I was recently a graduate student in the Psychology department at the University of Victoria, and will soon be a doctoral student at the Centre for Neuroscience Studies at Queens University. My research focuses on the motor system and its interactions with language and visual systems, which I study using a combination of computerized testing, motion tracking, and neuroimaging. Broadly, I’m interested in the ways in which task related information is used by the motor system when planning and executing movement.

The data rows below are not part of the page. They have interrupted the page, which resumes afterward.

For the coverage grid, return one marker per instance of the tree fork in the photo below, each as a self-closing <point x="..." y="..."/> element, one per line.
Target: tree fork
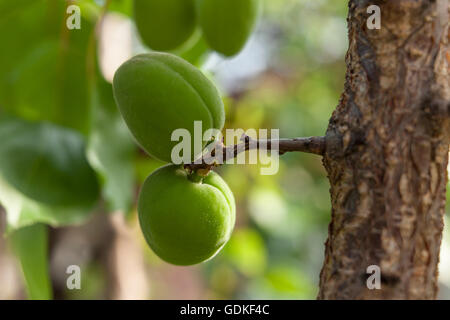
<point x="386" y="154"/>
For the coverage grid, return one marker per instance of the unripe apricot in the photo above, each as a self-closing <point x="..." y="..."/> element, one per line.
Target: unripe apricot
<point x="164" y="24"/>
<point x="183" y="221"/>
<point x="158" y="93"/>
<point x="227" y="24"/>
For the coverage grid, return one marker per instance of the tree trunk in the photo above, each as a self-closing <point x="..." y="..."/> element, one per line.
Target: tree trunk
<point x="387" y="149"/>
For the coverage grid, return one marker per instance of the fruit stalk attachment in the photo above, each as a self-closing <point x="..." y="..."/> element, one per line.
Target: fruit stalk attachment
<point x="221" y="153"/>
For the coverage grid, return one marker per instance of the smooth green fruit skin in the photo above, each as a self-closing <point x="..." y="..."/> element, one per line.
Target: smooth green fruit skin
<point x="185" y="222"/>
<point x="158" y="93"/>
<point x="227" y="24"/>
<point x="165" y="24"/>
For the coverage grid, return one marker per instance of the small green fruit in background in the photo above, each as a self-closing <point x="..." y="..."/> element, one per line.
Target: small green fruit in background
<point x="158" y="93"/>
<point x="165" y="24"/>
<point x="227" y="24"/>
<point x="183" y="221"/>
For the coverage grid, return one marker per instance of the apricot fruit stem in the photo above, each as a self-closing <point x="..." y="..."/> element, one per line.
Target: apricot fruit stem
<point x="314" y="145"/>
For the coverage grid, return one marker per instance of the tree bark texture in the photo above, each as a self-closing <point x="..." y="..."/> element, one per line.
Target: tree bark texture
<point x="387" y="148"/>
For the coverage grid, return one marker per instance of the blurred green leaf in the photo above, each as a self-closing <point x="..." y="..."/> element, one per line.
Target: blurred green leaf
<point x="46" y="163"/>
<point x="111" y="150"/>
<point x="246" y="251"/>
<point x="30" y="244"/>
<point x="45" y="68"/>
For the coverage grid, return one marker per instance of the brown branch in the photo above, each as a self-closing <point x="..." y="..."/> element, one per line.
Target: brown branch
<point x="315" y="145"/>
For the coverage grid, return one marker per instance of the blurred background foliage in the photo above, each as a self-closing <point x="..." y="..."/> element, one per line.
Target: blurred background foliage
<point x="61" y="132"/>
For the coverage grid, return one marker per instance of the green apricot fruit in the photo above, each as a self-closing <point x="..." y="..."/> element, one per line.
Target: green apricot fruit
<point x="158" y="93"/>
<point x="165" y="24"/>
<point x="183" y="221"/>
<point x="227" y="24"/>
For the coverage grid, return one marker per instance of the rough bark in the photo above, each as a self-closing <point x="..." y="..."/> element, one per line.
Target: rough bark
<point x="387" y="149"/>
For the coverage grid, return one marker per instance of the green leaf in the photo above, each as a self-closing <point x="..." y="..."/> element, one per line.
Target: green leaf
<point x="44" y="64"/>
<point x="111" y="150"/>
<point x="30" y="245"/>
<point x="46" y="163"/>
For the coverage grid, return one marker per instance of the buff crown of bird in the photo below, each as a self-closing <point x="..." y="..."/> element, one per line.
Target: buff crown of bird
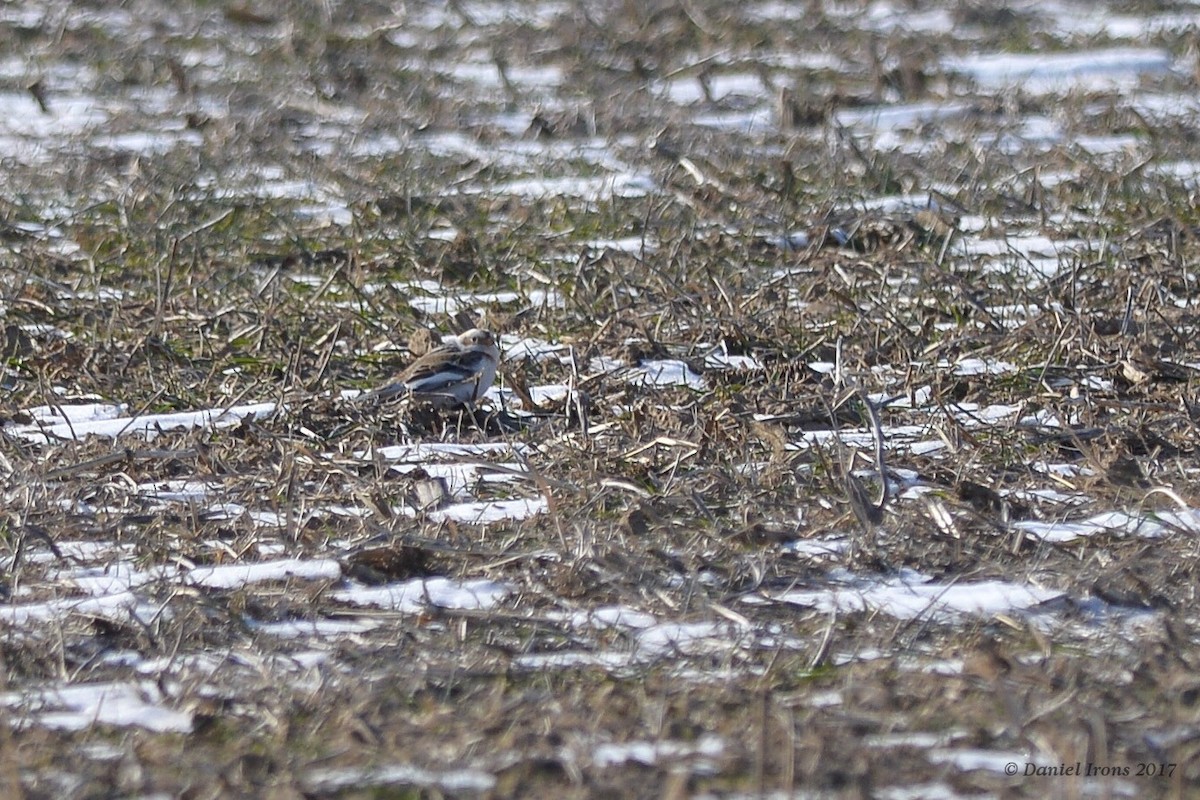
<point x="459" y="372"/>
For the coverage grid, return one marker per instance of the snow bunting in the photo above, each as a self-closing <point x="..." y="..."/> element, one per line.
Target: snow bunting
<point x="456" y="373"/>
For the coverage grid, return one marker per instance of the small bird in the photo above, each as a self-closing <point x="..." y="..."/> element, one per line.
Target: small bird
<point x="456" y="373"/>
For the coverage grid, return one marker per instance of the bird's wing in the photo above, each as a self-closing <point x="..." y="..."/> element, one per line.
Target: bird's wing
<point x="437" y="376"/>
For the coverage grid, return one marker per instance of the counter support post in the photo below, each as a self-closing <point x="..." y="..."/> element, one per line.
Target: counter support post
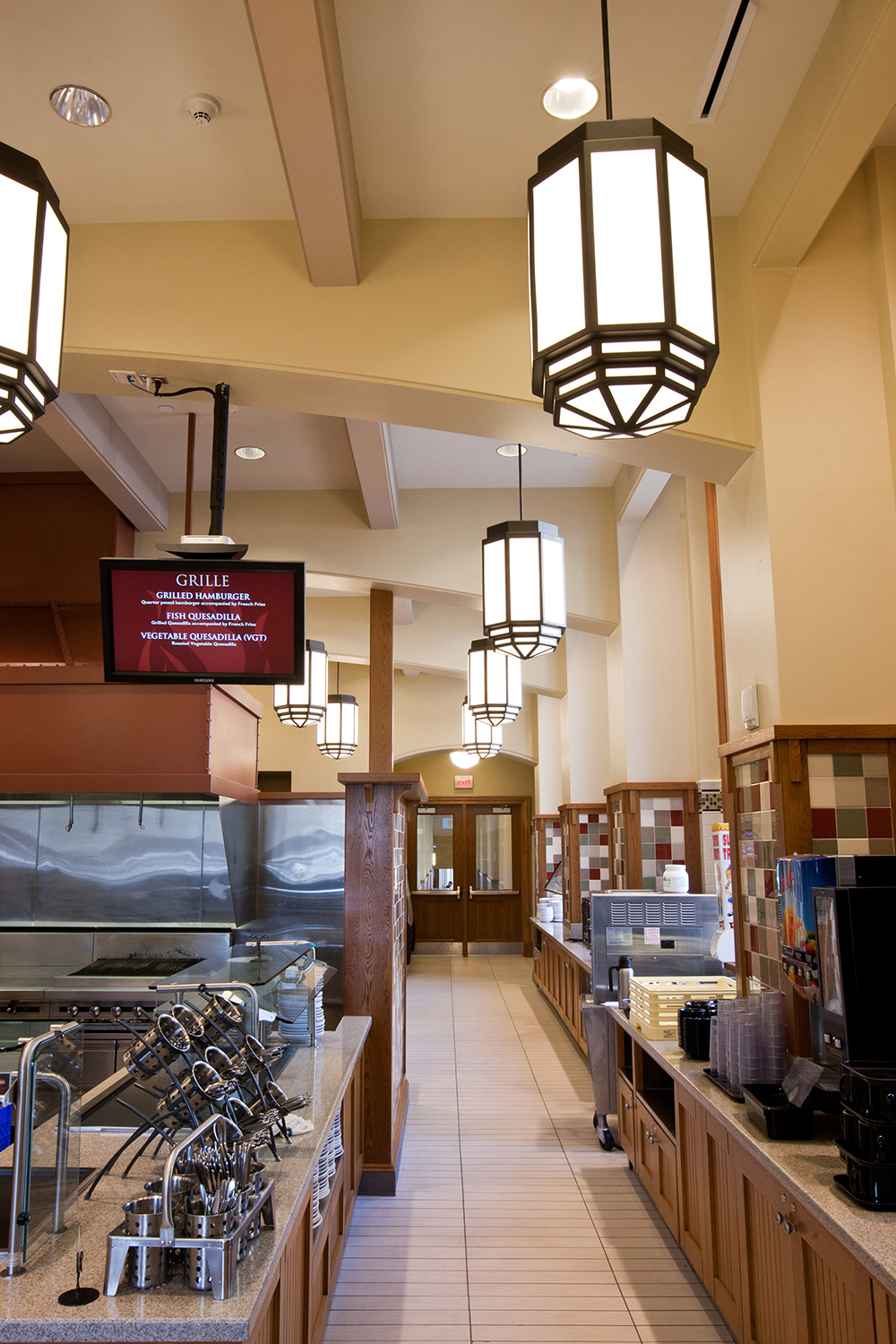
<point x="376" y="956"/>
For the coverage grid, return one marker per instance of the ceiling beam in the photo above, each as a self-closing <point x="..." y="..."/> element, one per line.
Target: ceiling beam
<point x="845" y="99"/>
<point x="373" y="452"/>
<point x="86" y="433"/>
<point x="297" y="47"/>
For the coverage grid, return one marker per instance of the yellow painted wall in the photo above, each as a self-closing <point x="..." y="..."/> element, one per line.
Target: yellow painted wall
<point x="438" y="543"/>
<point x="829" y="478"/>
<point x="435" y="335"/>
<point x="501" y="777"/>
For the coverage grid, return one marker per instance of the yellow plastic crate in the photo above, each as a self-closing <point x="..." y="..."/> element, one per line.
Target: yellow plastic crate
<point x="654" y="1003"/>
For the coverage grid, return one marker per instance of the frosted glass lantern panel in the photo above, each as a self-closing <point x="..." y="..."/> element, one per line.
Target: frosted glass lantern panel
<point x="493" y="590"/>
<point x="555" y="607"/>
<point x="556" y="247"/>
<point x="18" y="228"/>
<point x="691" y="253"/>
<point x="626" y="237"/>
<point x="53" y="296"/>
<point x="525" y="578"/>
<point x="493" y="852"/>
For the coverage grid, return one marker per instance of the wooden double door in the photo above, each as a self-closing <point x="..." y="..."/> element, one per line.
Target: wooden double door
<point x="468" y="867"/>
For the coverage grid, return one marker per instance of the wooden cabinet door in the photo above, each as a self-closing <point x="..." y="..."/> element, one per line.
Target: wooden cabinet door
<point x="691" y="1142"/>
<point x="766" y="1257"/>
<point x="833" y="1292"/>
<point x="721" y="1260"/>
<point x="625" y="1116"/>
<point x="884" y="1314"/>
<point x="656" y="1163"/>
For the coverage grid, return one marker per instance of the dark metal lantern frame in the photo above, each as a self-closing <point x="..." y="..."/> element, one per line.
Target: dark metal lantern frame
<point x="522" y="637"/>
<point x="26" y="386"/>
<point x="500" y="680"/>
<point x="667" y="366"/>
<point x="338" y="750"/>
<point x="293" y="702"/>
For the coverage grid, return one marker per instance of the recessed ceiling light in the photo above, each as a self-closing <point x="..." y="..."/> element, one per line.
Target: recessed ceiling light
<point x="570" y="99"/>
<point x="80" y="107"/>
<point x="465" y="760"/>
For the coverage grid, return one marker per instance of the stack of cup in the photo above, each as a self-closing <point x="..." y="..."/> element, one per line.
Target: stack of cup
<point x="772" y="1035"/>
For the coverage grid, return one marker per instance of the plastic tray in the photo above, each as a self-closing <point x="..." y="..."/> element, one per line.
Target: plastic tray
<point x="769" y="1107"/>
<point x="656" y="1003"/>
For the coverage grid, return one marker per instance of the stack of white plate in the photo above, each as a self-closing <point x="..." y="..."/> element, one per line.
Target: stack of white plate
<point x="316" y="1202"/>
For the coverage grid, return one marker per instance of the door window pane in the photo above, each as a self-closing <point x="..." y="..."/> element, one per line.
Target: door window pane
<point x="435" y="852"/>
<point x="493" y="854"/>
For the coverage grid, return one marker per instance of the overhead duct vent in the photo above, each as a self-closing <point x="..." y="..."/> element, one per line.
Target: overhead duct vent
<point x="724" y="58"/>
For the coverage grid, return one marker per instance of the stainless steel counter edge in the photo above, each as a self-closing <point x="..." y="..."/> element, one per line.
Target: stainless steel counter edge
<point x="573" y="949"/>
<point x="805" y="1167"/>
<point x="29" y="1309"/>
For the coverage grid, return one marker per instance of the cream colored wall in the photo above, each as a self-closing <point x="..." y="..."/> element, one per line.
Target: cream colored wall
<point x="751" y="645"/>
<point x="437" y="546"/>
<point x="435" y="335"/>
<point x="501" y="777"/>
<point x="667" y="653"/>
<point x="829" y="478"/>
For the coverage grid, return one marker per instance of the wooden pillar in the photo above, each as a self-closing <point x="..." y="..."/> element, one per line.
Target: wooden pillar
<point x="376" y="956"/>
<point x="381" y="709"/>
<point x="718" y="613"/>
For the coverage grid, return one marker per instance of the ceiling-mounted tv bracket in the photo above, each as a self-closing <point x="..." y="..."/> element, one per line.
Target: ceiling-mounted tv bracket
<point x="215" y="546"/>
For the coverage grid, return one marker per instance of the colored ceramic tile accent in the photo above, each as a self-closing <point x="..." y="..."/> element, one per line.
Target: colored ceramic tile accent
<point x="850" y="804"/>
<point x="616" y="846"/>
<point x="594" y="852"/>
<point x="755" y="851"/>
<point x="662" y="839"/>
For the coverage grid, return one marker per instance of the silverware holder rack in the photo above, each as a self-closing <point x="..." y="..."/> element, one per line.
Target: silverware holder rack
<point x="220" y="1252"/>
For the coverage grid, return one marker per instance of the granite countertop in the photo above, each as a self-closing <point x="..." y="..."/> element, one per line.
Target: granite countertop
<point x="575" y="949"/>
<point x="804" y="1167"/>
<point x="29" y="1309"/>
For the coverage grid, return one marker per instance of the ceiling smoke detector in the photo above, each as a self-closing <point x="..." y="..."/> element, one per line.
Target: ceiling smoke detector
<point x="203" y="108"/>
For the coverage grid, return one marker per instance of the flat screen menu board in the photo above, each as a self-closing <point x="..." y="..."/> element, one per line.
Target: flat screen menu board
<point x="202" y="621"/>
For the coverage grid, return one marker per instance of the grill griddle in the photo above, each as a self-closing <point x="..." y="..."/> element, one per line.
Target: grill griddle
<point x="137" y="967"/>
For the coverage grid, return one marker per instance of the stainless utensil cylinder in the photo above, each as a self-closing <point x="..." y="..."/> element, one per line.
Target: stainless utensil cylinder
<point x="147" y="1265"/>
<point x="198" y="1268"/>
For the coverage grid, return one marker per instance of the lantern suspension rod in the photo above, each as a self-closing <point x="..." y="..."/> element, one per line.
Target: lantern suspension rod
<point x="605" y="39"/>
<point x="220" y="392"/>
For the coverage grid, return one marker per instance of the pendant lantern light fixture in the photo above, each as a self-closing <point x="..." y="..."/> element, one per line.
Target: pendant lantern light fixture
<point x="624" y="300"/>
<point x="493" y="683"/>
<point x="522" y="585"/>
<point x="478" y="737"/>
<point x="34" y="257"/>
<point x="338" y="730"/>
<point x="306" y="703"/>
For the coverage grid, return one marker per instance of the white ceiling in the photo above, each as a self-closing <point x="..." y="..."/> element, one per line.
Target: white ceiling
<point x="151" y="160"/>
<point x="444" y="99"/>
<point x="309" y="452"/>
<point x="430" y="459"/>
<point x="301" y="452"/>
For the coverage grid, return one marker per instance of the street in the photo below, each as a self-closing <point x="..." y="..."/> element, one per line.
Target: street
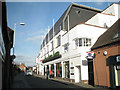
<point x="22" y="81"/>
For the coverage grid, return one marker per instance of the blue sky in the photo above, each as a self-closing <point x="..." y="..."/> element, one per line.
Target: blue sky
<point x="37" y="16"/>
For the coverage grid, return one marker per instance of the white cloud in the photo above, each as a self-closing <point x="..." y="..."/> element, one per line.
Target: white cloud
<point x="34" y="38"/>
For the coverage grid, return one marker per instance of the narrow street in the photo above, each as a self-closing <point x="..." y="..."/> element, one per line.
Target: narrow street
<point x="22" y="81"/>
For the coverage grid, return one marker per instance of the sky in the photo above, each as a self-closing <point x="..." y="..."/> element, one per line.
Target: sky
<point x="37" y="16"/>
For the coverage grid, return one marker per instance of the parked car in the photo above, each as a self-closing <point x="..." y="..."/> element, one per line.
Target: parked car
<point x="28" y="72"/>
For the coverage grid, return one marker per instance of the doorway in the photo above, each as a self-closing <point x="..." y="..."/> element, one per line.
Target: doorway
<point x="78" y="74"/>
<point x="117" y="75"/>
<point x="90" y="72"/>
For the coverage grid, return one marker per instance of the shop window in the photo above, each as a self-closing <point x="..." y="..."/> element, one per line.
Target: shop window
<point x="52" y="47"/>
<point x="83" y="42"/>
<point x="59" y="40"/>
<point x="66" y="47"/>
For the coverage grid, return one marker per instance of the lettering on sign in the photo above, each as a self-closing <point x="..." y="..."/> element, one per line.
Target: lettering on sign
<point x="118" y="58"/>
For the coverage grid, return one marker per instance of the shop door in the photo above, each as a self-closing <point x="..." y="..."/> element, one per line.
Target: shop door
<point x="117" y="75"/>
<point x="67" y="73"/>
<point x="90" y="72"/>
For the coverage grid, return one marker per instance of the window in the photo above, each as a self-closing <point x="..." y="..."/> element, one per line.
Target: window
<point x="59" y="40"/>
<point x="66" y="47"/>
<point x="52" y="45"/>
<point x="83" y="42"/>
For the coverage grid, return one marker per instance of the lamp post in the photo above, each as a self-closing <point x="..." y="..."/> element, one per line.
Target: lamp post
<point x="14" y="35"/>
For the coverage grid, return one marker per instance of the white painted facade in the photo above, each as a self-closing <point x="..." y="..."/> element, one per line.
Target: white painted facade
<point x="76" y="55"/>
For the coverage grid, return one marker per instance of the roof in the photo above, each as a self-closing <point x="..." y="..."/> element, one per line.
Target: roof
<point x="111" y="36"/>
<point x="63" y="17"/>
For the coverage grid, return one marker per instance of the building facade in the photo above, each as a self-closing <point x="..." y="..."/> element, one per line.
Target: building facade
<point x="6" y="43"/>
<point x="106" y="63"/>
<point x="64" y="47"/>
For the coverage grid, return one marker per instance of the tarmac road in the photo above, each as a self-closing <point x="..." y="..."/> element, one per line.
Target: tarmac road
<point x="22" y="81"/>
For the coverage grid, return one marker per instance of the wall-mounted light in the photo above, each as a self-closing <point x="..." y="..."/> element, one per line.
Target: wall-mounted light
<point x="105" y="53"/>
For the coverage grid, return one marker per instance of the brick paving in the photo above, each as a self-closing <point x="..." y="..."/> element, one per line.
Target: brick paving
<point x="85" y="85"/>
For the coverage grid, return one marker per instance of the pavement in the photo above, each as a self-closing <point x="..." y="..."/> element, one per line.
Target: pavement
<point x="60" y="80"/>
<point x="21" y="81"/>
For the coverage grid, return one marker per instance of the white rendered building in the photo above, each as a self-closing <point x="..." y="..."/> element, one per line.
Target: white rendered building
<point x="66" y="44"/>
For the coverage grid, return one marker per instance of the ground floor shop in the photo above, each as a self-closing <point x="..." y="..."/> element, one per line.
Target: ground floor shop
<point x="70" y="69"/>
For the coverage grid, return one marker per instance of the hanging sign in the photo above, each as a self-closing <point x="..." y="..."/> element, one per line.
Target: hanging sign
<point x="90" y="55"/>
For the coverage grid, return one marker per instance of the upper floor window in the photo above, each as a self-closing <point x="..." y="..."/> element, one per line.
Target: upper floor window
<point x="66" y="47"/>
<point x="47" y="48"/>
<point x="59" y="40"/>
<point x="83" y="42"/>
<point x="52" y="45"/>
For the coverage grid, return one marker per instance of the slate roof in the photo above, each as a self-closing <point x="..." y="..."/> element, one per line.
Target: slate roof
<point x="111" y="36"/>
<point x="64" y="15"/>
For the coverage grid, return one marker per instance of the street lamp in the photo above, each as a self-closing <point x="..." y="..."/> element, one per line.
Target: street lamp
<point x="14" y="35"/>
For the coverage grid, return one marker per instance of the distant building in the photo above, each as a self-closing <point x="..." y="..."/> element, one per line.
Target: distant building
<point x="106" y="63"/>
<point x="6" y="43"/>
<point x="64" y="47"/>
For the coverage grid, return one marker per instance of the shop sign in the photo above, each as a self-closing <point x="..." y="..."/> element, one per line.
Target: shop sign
<point x="118" y="58"/>
<point x="90" y="55"/>
<point x="118" y="67"/>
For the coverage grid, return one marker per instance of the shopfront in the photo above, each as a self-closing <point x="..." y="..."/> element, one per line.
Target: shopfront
<point x="114" y="64"/>
<point x="58" y="69"/>
<point x="67" y="70"/>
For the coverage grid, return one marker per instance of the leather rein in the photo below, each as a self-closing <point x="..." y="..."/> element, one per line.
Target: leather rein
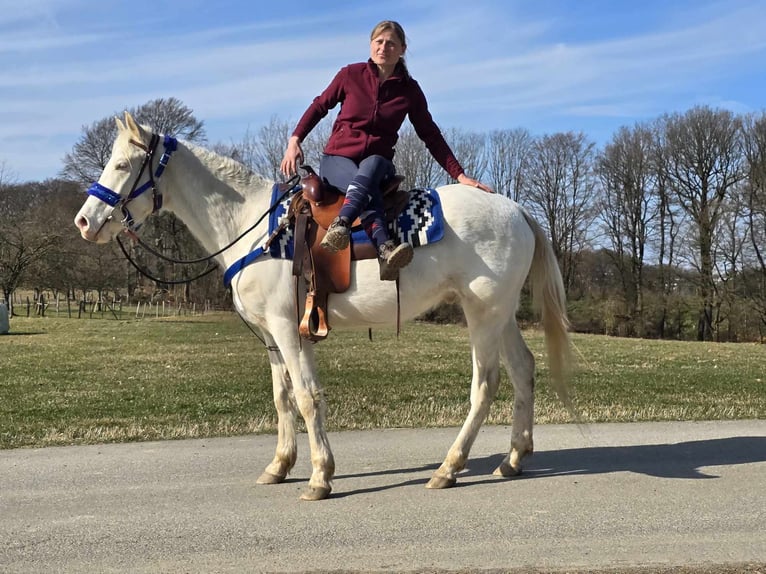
<point x="116" y="201"/>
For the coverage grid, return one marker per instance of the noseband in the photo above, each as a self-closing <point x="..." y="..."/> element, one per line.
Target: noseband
<point x="116" y="201"/>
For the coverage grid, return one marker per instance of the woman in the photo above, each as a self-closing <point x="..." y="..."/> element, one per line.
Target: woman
<point x="375" y="98"/>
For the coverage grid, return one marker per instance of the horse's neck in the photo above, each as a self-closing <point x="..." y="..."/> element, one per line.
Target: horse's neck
<point x="215" y="201"/>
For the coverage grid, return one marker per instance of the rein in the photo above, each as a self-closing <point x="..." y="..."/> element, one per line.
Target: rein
<point x="116" y="201"/>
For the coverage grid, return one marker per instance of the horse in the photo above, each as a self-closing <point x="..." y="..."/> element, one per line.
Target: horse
<point x="491" y="245"/>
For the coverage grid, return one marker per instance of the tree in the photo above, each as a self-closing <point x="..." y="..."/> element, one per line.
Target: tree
<point x="414" y="162"/>
<point x="755" y="199"/>
<point x="559" y="189"/>
<point x="25" y="237"/>
<point x="507" y="158"/>
<point x="704" y="163"/>
<point x="627" y="207"/>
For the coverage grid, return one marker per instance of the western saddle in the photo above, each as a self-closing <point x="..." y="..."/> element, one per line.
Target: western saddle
<point x="312" y="210"/>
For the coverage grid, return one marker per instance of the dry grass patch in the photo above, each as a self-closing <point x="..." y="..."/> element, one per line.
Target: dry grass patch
<point x="68" y="381"/>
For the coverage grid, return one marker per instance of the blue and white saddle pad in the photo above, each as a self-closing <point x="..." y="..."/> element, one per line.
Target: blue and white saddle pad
<point x="421" y="223"/>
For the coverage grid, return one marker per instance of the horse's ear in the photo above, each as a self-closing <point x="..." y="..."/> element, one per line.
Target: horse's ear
<point x="134" y="128"/>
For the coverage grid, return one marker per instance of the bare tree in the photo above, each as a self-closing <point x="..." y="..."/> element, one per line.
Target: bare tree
<point x="755" y="199"/>
<point x="23" y="238"/>
<point x="627" y="207"/>
<point x="470" y="150"/>
<point x="665" y="236"/>
<point x="507" y="157"/>
<point x="704" y="154"/>
<point x="414" y="162"/>
<point x="560" y="191"/>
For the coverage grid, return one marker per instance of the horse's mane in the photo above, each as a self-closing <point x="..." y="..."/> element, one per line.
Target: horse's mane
<point x="228" y="170"/>
<point x="224" y="168"/>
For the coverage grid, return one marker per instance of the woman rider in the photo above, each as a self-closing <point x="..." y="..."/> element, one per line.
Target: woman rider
<point x="375" y="98"/>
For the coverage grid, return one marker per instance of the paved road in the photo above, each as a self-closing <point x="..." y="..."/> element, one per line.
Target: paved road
<point x="614" y="495"/>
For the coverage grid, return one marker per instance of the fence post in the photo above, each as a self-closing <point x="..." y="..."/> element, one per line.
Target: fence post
<point x="4" y="322"/>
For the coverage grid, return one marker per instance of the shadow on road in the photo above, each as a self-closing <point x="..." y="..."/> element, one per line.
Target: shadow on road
<point x="680" y="460"/>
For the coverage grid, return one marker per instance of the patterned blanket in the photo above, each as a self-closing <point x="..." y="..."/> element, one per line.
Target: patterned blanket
<point x="421" y="223"/>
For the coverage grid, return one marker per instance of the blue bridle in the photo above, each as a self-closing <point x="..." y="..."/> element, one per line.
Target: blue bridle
<point x="116" y="201"/>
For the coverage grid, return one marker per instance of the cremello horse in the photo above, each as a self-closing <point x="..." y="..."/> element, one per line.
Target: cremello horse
<point x="490" y="245"/>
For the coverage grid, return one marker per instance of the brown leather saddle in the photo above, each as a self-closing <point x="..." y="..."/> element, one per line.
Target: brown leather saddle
<point x="312" y="210"/>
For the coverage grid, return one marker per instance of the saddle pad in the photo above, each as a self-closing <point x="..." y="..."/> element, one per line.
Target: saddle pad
<point x="421" y="223"/>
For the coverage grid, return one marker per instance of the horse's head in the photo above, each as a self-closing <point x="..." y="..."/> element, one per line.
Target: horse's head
<point x="119" y="200"/>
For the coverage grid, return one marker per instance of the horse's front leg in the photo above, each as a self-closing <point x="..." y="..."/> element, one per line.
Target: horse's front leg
<point x="299" y="359"/>
<point x="287" y="447"/>
<point x="484" y="385"/>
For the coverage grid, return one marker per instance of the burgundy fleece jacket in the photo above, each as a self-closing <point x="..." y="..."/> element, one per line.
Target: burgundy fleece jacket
<point x="371" y="114"/>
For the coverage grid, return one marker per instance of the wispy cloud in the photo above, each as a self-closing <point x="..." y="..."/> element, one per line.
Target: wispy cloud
<point x="68" y="63"/>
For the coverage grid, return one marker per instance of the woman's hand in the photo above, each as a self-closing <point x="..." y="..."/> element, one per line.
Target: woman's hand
<point x="465" y="180"/>
<point x="292" y="158"/>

My background is in statistics and mathematics, and a few of my side-projects involve or have involved using hierarchical Bayesian models to do meta-analysis, and using multi-scale multi-variate entropy measures to characterize EEG signal complexity in aging populations. A major interest of mine is the statistical analysis of three-dimensional rotation data. There are several methods of representing 3D rotations, and all of them involve significant trade-offs between ease of computation and ease of analysis. For example, quaternions provide a very elegant way of representing and computing with rotations, but their geometry makes it difficult to do statistical analysis. To overcome this, we would like to pass into another space (like \mathbb{R}^3) where statistics is easier, but the “shapes” of \mathbb{R}^3 and the space of 3D rotations are incompatible, and so passing between the two necessarily distorts the data in some way. Figuring out how to prepare the data in order to minimize this kind of distortion, and the best way to transform the data, involve some very deep mathematics.